Андросенко выпрыгнул с парашютом и приземлился на нейтральной полосе. Укрывшись в воронке, летчик решил ждать до темноты.

 — Воронка большая, и я устроился удобно, — рассказывал он после. — Лежу, смотрю в сторону противника. Вдруг сильный удар по голове. Очнулся в нашей траншее: солдаты думали, что приземлился немец.

 

От Львова до Сандомира

Утром мы были в Румынии, вечером оказались под Львовой. Видимо, наступление на этом участке фронта началось раньше намеченного срока.

На следующий день, 14 июля, полк был построен под боевым Знаменем. Майор Оборин зачитал обращение Военного совета Первого Украинского фронта к наступающим войскам. Потом состоялся митинг. В своих выступлениях авиаторы заверяли, что не пожалеют сил для успешного выполнения поставленных задач.
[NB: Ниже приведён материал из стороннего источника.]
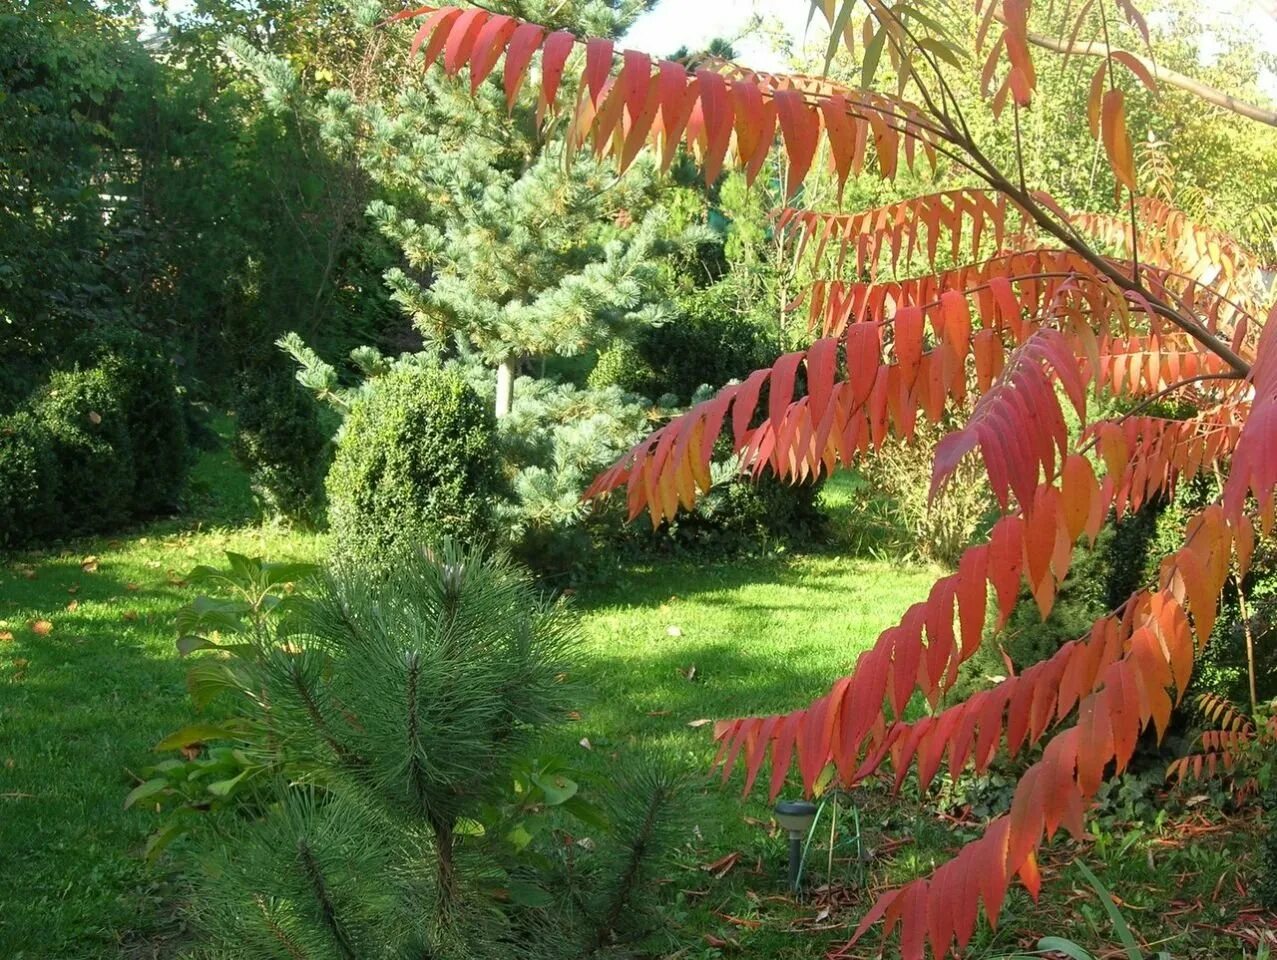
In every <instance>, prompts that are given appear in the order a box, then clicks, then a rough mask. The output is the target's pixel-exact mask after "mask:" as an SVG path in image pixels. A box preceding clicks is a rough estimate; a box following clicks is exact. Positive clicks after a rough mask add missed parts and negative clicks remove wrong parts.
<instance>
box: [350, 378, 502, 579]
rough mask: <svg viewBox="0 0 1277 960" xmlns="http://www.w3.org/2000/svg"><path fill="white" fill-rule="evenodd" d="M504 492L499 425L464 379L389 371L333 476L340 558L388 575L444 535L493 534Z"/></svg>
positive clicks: (365, 401)
mask: <svg viewBox="0 0 1277 960" xmlns="http://www.w3.org/2000/svg"><path fill="white" fill-rule="evenodd" d="M501 489H502V476H501V460H499V452H498V448H497V425H495V419H494V416H493V414H492V410H490V409H489V407H488V406H487V405H485V403H484V402H483V401H481V400H480V398H479V394H478V393H475V392H474V389H471V388H470V386H469V384H467V383H466V382H465V380H464V379H462V378H461V375H460V374H458V373H457V371H456V370H452V369H430V368H419V369H415V370H407V369H405V370H397V371H395V373H391V374H388V375H386V377H384V378H381V380H379V382H378V384H377V389H375V391H372V392H369V393H368V394H365V396H363V397H361V398H360V400H359V401H358V402H356V403H355V406H354V409H352V410H351V414H350V417H349V419H347V421H346V424H345V429H344V431H342V437H341V442H340V443H338V446H337V454H336V458H335V461H333V465H332V470H331V471H329V472H328V479H327V491H328V522H329V526H331V529H332V534H333V541H335V546H336V551H337V555H338V557H344V558H347V559H350V560H354V562H358V563H360V564H364V566H365V567H366V568H368V569H386V568H387V566H388V563H389V559H388V558H392V557H395V555H396V554H398V553H402V551H404V550H405V549H411V548H416V546H419V545H421V544H427V543H432V541H435V540H438V539H441V537H444V536H455V537H462V539H467V540H479V539H487V537H490V536H492V534H493V531H494V527H493V521H494V517H493V509H494V503H495V500H497V497H498V494H499V491H501Z"/></svg>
После митинга летчики разошлись по эскадрильям. Техники начали осматривать самолеты, радисты — проверять настройку передатчиков. Наступила тишина, но не такая гнетущая, как перед сражением на Курской дуге. Конечно, и теперь каждый волновался перед боем. Только на этот раз у нас не было чувства подавленности, рождаемого неясностью положения. Начинать предстояло нам, и в точно определенное время…

И вот час настал. Грянул артиллерийский гром. Пошли на цель бомбардировщики. Они, казалось, заполнили все небо. Наша задача — прикрыть их с воздуха. Авиация противника действует малочисленными группами. Вражеские истребители чаще всего уклоняются от боя, чувствуется, что они морально подавлены.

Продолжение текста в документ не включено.